The expression of vascular endothelial growth factor and its receptor in hematopoietic malignant cell lines HL-60 and Raji.
- Author:
Jin YE
1
;
Fu-Qiang LIU
;
Yi-Ping WU
Author Information
1. Department of Hematology, Beijing Tongren Hospital, Capital University of Medical Science, Beijing 100730, China. yej99@x263.net
- Publication Type:Journal Article
- MeSH:
Enzyme-Linked Immunosorbent Assay;
Extracellular Matrix Proteins;
analysis;
HL-60 Cells;
chemistry;
Humans;
Immunohistochemistry;
Lymphoma;
metabolism;
RNA, Messenger;
analysis;
Vascular Endothelial Growth Factor A;
analysis;
genetics;
Vascular Endothelial Growth Factor Receptor-1
- From:
Journal of Experimental Hematology
2003;11(4):376-380
- CountryChina
- Language:Chinese
-
Abstract:
In order to explore the effect of vascular endothelial growth factor (VEGF) in hematological malignancies, the expression of VEGF and its receptor was detected in HL-60 and Raji cells by reverse transcriptase-polymerase chain reaction (RT-PCR), enzyme linked immunosorbent assay (ELISA) and immunohistochemistry. The results showed that VEGF-mRNA expressed in both HL-60 and Raji cells, and the mean VEGF concentrations in the cultural supernatant of both cell lines were significantly higher than that of normal peripheral blood mononuclear cell respectively. There was expression of VEGF-R (Flt-1) on the surfaces of both HL-60 and Raji cells.
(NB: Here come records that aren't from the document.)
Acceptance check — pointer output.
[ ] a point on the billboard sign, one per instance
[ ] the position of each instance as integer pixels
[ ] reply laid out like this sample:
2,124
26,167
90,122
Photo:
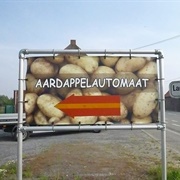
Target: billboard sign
70,89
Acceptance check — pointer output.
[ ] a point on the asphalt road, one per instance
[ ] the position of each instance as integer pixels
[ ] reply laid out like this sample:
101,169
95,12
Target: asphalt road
38,142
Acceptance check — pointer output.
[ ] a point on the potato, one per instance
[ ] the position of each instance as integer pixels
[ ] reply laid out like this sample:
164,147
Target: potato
30,102
123,114
93,91
126,64
43,69
144,120
109,61
76,92
84,120
31,85
63,91
56,59
88,63
125,76
145,103
129,99
63,121
46,104
40,118
72,71
148,71
101,73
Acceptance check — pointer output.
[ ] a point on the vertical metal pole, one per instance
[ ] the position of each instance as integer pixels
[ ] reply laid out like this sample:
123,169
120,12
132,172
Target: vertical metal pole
20,115
162,116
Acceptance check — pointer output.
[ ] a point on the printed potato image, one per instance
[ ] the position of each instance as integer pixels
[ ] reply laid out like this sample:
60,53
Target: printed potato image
145,103
56,59
40,118
129,99
63,91
63,121
108,61
31,85
41,68
76,92
30,102
51,80
123,114
72,71
133,64
148,71
46,104
84,120
127,84
101,73
144,120
88,63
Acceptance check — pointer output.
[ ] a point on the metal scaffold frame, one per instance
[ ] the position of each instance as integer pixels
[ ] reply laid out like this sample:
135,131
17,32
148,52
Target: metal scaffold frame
24,53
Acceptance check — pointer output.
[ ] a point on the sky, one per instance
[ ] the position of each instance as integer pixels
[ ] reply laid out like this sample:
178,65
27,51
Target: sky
95,24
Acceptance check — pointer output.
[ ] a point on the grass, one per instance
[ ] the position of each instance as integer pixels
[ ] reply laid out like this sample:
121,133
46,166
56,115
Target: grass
155,173
81,161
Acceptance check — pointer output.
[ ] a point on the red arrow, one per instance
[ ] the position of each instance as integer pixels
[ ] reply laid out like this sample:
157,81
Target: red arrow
90,106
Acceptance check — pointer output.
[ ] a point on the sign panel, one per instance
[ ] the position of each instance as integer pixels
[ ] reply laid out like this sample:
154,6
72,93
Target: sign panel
174,89
70,89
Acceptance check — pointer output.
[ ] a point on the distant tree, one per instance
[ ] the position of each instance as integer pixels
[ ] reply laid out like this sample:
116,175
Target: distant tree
4,100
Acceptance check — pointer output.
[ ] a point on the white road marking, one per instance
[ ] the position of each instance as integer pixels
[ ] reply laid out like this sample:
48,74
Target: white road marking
174,120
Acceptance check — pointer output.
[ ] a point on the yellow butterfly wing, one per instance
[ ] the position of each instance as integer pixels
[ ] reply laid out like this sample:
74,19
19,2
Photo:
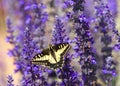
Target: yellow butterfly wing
41,58
60,51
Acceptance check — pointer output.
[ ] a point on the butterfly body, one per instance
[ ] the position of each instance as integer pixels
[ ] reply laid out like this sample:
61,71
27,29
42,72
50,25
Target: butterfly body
53,56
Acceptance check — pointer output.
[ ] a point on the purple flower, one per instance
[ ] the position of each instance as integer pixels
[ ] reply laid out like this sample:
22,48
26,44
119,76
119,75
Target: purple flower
10,81
106,24
68,75
84,49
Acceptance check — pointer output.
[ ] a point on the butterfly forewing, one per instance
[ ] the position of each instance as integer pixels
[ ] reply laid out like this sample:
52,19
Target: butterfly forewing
53,56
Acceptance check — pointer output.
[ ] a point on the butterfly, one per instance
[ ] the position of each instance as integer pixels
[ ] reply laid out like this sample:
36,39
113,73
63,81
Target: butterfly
53,56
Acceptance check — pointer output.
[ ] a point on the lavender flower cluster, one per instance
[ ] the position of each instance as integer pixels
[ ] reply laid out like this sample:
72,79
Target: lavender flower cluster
29,38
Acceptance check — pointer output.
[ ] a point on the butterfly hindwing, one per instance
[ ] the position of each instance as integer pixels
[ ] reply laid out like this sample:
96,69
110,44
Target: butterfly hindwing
53,56
60,50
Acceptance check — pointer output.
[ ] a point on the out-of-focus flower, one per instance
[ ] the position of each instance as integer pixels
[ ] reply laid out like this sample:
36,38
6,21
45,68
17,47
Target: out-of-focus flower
10,81
67,74
106,25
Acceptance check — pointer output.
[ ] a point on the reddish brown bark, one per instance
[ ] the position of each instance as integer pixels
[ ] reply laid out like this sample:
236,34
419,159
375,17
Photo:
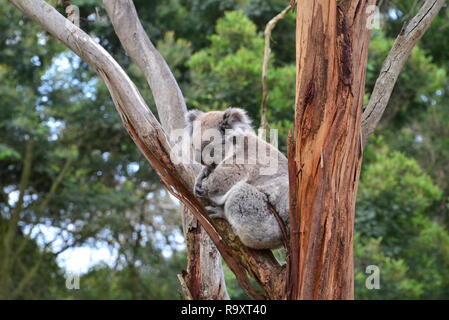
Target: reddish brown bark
332,42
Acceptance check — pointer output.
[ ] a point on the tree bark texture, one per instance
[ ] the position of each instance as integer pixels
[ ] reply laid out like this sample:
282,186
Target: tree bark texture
332,50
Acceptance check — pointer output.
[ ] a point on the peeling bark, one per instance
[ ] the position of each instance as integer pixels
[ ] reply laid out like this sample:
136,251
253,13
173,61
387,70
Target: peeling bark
332,43
205,278
153,142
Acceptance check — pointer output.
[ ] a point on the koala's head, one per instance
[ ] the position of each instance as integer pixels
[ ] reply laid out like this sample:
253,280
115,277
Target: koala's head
209,130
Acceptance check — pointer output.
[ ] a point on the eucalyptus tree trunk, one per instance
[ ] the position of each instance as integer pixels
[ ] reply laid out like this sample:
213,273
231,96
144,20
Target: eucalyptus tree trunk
332,50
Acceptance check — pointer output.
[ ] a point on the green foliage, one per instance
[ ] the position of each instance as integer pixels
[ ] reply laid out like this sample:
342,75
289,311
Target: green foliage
89,182
228,73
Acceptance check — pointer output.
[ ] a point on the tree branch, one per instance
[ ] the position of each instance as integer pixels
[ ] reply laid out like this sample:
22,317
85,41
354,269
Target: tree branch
152,141
204,269
168,97
394,63
266,59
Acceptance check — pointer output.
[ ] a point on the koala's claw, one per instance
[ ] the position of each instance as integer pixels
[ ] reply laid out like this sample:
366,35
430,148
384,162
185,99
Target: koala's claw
199,192
217,212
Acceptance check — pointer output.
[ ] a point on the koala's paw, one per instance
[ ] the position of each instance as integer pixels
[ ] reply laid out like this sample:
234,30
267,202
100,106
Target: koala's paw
218,212
199,191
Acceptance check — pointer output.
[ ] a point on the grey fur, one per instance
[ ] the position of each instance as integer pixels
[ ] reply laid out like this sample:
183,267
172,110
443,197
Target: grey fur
240,193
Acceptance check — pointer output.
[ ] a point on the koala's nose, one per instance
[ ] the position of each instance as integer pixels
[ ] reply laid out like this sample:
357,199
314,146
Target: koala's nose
198,191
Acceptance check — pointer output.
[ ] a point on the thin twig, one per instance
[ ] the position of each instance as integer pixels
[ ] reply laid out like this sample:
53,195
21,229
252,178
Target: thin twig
266,59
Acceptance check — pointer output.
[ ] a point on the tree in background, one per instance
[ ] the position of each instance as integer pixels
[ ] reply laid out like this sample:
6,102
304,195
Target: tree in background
279,59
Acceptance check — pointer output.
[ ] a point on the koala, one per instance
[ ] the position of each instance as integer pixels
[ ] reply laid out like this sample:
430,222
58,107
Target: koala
238,178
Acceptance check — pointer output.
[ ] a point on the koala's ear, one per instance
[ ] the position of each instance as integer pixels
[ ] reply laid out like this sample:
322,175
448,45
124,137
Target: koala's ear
191,116
235,118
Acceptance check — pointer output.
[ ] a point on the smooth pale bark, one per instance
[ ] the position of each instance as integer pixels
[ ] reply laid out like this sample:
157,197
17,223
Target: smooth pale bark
332,46
204,277
394,63
152,141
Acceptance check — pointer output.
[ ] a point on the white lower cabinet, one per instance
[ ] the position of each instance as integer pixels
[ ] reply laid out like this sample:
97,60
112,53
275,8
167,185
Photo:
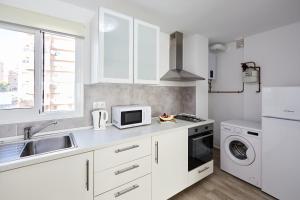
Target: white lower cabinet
114,177
68,178
139,189
169,164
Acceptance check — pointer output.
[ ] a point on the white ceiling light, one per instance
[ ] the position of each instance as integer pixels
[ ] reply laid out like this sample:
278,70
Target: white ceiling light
217,47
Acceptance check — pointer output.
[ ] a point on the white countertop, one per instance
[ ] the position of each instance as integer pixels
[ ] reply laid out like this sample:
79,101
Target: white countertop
90,140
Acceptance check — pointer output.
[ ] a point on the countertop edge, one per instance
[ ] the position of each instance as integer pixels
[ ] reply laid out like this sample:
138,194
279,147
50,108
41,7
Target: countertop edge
80,150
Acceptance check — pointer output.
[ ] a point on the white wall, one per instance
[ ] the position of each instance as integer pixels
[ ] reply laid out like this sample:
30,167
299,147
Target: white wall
276,51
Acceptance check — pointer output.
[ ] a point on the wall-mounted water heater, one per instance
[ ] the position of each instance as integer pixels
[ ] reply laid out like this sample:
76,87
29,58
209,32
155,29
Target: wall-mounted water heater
250,75
212,66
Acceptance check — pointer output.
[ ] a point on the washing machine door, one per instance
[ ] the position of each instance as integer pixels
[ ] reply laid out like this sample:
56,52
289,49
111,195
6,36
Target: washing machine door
239,150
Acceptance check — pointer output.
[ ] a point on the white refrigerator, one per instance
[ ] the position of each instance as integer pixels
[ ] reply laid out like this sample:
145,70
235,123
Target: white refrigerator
281,142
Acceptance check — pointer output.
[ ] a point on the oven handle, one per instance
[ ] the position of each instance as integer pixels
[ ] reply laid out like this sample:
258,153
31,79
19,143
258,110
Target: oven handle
198,138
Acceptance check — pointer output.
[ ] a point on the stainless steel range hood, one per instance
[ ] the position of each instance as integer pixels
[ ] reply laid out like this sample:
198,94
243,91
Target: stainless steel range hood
176,72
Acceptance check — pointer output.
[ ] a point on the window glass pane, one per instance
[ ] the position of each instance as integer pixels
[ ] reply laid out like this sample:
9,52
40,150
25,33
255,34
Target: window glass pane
16,69
59,73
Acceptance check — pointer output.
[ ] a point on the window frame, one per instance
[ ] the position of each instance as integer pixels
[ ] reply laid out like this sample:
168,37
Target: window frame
20,115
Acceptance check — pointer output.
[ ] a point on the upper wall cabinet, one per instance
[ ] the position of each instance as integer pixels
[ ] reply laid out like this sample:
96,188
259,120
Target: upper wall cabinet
128,49
146,53
115,47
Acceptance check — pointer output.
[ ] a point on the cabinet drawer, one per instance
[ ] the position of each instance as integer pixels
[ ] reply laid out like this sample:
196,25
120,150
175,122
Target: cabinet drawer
139,189
201,172
119,154
114,177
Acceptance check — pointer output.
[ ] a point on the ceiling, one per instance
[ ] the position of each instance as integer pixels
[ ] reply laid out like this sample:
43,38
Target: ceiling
219,20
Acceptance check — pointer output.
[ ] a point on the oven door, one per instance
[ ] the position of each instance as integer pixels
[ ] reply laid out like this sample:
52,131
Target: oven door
131,117
200,149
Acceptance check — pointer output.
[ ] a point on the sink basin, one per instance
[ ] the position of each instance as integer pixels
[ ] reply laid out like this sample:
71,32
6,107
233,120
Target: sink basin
46,144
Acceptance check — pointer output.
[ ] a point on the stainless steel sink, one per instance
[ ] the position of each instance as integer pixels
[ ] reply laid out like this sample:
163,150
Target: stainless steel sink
42,145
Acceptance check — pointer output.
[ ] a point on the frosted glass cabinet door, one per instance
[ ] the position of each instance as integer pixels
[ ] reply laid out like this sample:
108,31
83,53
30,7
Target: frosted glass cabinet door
116,47
146,53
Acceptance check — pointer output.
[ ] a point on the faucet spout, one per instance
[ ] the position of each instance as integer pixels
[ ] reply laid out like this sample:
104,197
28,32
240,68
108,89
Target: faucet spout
30,131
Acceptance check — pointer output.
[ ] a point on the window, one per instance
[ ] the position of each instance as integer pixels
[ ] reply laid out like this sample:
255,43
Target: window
16,69
59,73
39,75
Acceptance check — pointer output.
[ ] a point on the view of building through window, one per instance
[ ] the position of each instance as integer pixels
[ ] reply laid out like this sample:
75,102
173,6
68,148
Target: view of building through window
16,69
59,73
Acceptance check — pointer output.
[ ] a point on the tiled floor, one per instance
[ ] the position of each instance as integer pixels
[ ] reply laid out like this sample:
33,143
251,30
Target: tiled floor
222,186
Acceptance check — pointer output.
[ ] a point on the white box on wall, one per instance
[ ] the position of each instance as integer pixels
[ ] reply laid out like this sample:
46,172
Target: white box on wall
212,66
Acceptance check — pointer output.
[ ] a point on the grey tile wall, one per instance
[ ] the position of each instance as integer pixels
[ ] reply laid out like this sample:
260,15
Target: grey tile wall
161,98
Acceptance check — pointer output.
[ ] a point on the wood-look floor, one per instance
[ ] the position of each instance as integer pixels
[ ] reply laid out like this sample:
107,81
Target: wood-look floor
221,186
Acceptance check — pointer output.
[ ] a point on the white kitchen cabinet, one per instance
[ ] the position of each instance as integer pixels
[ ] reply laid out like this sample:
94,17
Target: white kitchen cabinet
67,179
146,53
169,163
139,189
115,47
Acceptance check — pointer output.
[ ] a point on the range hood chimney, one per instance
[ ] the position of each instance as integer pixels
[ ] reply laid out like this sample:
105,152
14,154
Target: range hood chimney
176,72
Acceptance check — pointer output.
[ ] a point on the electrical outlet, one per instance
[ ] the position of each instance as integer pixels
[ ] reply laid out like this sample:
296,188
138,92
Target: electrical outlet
99,105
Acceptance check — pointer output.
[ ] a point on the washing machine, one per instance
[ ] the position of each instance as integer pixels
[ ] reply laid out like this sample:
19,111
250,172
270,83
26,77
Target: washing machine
240,147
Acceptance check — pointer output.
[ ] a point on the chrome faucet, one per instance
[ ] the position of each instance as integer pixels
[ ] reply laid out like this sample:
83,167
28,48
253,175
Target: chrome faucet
30,131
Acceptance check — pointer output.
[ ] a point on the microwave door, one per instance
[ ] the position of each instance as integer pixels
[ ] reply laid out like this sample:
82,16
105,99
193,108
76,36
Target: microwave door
131,117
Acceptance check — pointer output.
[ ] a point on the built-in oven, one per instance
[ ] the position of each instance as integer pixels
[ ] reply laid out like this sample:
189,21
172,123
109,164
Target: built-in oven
200,145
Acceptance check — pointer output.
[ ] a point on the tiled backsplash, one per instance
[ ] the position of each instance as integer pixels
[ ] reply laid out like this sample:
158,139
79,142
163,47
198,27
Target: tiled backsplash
161,98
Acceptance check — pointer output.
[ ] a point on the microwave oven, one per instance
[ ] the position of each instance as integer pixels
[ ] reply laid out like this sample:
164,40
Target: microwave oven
130,116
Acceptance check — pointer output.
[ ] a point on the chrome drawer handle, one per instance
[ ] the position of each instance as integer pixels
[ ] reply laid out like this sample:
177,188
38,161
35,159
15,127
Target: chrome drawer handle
201,137
127,148
126,190
200,171
87,184
126,169
156,152
288,111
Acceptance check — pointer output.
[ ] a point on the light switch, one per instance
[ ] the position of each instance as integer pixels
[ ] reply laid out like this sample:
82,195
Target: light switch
99,105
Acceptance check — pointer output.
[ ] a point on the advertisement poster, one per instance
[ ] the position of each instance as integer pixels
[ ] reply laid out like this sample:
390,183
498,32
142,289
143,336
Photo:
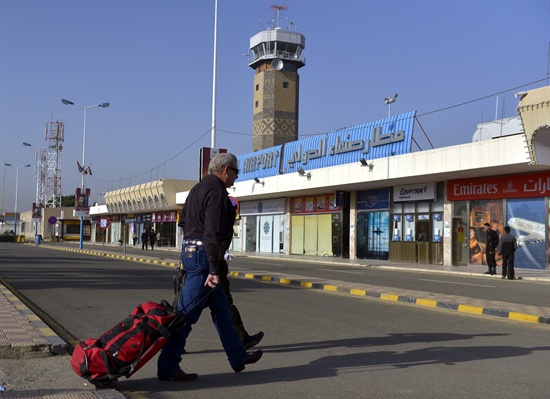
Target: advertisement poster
82,203
482,212
315,204
526,219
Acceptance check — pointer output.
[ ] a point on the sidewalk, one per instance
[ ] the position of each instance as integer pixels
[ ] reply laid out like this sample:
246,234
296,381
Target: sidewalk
24,336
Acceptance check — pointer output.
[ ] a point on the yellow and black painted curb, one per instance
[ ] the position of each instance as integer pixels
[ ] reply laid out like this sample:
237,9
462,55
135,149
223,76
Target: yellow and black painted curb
116,256
412,300
386,296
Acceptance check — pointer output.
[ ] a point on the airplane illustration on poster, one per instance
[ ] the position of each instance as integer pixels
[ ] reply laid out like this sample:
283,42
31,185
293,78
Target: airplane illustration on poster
534,231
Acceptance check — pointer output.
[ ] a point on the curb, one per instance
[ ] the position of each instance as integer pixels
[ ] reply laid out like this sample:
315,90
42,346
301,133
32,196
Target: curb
357,292
56,344
394,297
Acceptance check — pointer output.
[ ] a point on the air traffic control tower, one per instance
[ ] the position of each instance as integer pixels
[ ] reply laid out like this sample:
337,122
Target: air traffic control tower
276,55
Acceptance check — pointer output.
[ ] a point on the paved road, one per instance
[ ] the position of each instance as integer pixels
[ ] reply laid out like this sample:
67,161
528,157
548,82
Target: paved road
317,345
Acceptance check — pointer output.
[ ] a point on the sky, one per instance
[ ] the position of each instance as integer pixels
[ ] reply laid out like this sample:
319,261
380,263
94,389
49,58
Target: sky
457,63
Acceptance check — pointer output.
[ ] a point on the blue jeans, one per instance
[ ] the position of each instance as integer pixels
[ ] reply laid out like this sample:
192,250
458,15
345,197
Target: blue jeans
196,264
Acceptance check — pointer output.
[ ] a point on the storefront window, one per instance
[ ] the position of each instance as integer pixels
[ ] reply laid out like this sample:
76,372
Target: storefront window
397,228
409,227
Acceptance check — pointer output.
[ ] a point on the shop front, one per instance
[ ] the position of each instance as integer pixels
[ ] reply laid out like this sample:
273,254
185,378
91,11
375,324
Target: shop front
417,223
372,233
263,223
318,226
519,201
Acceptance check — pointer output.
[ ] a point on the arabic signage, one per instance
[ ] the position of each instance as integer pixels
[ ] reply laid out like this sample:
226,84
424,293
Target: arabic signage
498,187
378,139
323,203
264,207
373,199
414,192
103,223
160,217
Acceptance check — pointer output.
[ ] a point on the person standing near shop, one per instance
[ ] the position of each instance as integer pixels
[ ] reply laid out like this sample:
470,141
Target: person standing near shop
144,240
491,244
206,216
152,239
507,247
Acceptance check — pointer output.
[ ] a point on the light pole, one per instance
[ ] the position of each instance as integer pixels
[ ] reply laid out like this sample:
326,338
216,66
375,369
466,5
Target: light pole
16,187
83,166
4,187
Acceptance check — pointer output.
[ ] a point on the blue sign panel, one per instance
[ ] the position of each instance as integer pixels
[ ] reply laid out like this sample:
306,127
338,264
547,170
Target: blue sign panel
260,164
373,199
378,139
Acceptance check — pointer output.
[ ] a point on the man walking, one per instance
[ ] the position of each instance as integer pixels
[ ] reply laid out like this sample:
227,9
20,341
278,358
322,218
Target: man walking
144,240
491,244
206,215
506,247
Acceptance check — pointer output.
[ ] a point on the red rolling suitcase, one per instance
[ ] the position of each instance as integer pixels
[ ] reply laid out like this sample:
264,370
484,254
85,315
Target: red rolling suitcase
126,347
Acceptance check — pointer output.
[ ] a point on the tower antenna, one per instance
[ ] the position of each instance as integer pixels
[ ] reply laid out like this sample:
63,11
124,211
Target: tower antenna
278,8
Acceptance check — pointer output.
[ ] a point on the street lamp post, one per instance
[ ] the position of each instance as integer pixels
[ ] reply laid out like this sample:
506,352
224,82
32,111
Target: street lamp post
16,187
83,166
389,101
4,187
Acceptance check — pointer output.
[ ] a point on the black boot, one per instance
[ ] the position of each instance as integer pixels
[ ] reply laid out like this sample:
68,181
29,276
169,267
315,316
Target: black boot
248,341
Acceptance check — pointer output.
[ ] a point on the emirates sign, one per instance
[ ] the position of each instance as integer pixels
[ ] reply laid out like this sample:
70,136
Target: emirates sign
498,187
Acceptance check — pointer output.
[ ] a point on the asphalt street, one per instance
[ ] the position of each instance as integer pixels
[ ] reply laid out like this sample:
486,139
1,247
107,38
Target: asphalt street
318,344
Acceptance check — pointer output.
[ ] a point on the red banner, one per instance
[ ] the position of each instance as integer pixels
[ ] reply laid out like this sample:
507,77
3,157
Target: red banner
498,187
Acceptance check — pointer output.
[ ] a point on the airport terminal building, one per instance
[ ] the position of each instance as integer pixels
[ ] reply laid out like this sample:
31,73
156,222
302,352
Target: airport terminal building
361,193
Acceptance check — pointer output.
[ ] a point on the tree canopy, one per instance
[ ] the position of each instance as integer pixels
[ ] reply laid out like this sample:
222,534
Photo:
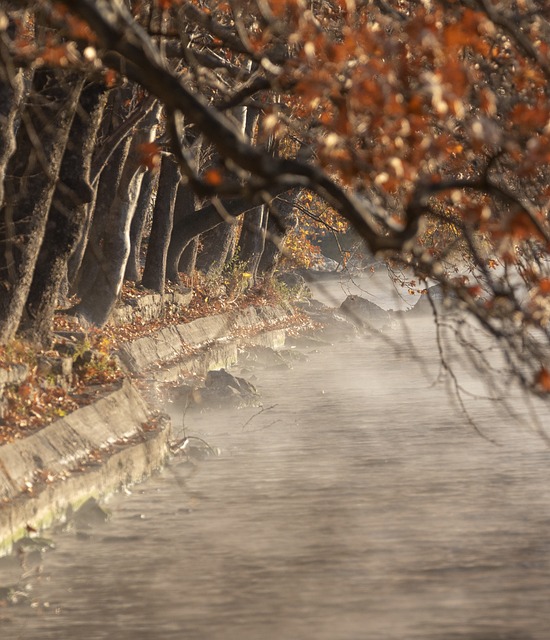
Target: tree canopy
424,124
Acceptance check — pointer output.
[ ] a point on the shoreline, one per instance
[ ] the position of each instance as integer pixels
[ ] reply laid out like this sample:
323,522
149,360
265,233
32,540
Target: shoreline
122,437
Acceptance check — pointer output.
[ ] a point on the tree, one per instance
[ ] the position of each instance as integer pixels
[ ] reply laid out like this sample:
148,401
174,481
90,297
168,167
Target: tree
425,125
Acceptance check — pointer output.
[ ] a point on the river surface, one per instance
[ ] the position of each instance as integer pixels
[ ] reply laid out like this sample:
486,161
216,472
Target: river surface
360,503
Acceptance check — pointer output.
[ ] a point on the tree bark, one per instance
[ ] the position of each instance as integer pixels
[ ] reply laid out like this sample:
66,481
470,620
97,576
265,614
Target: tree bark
33,173
217,245
137,228
67,215
186,228
154,272
252,240
114,248
282,219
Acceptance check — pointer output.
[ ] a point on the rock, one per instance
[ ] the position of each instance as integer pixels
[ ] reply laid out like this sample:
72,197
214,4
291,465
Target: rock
225,390
296,283
90,515
364,314
263,357
442,300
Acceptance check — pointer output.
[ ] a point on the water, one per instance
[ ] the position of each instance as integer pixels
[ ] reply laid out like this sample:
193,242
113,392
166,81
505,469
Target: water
360,503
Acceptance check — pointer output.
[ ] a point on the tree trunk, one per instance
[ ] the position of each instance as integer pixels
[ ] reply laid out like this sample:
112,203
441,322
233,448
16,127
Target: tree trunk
114,248
282,219
137,228
30,187
187,227
188,258
252,240
67,214
217,245
84,264
12,83
154,272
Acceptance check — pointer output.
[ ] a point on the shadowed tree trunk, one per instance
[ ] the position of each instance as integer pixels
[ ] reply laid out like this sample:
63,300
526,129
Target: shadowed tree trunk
188,259
252,240
163,215
30,185
113,249
196,222
108,185
217,246
67,214
137,228
282,219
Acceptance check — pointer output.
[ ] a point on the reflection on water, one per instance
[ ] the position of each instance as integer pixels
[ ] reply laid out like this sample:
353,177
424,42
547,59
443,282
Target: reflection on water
361,505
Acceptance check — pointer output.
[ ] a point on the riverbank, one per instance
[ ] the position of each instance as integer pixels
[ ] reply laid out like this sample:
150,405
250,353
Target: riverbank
120,436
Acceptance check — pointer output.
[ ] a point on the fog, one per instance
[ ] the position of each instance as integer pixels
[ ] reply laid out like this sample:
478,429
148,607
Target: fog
360,501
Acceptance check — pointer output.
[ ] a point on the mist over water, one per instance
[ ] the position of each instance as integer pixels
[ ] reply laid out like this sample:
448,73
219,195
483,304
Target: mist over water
360,503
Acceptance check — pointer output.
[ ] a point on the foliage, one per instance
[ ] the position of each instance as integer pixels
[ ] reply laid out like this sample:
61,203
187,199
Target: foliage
424,124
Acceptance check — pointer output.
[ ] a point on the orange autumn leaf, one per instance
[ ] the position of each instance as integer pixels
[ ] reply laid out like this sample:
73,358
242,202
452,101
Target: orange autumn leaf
110,77
149,155
213,177
523,227
543,379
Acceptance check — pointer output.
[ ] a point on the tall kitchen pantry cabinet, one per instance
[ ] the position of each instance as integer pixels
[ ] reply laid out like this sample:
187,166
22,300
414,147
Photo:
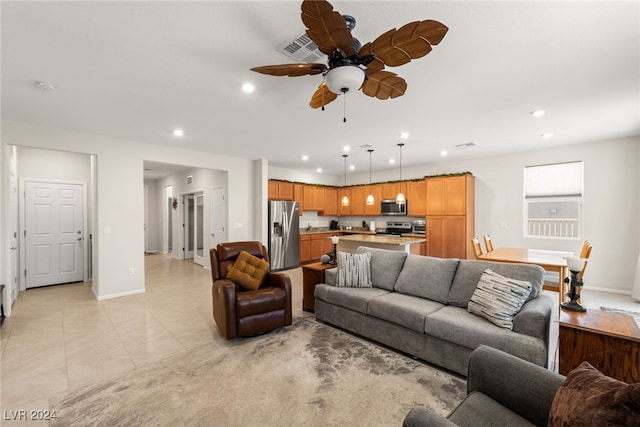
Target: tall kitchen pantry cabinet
449,213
The research results demonstrated that VEGF-mRNA was expressed in hematopoietic malignant cell lines (HL-60 and Raji), and the corresponding protein was secreted into the extracellular microenvironment, the both cell lines expressed VEGF-R on the cell surface. VEGF affects not only vascular endothelial cells, but also leukemic and lymphoma cells themselves. It is suggested that an autocrine pathway of VEGF existed in the both cell lines other than the paracrine pathway. The autocrine pathway of VEGF works as basis of tumor invasion. In conclusion, to restrain expression of VEGF and its receptor may inhibit tumor growth, and helps to block the reciprocal loop between VEGF and endothelial cells, and decrease the tumor specialities of hyperproliferation, anti-apoptosis and invation, that may make the tumor more susceptible to chemotherapy.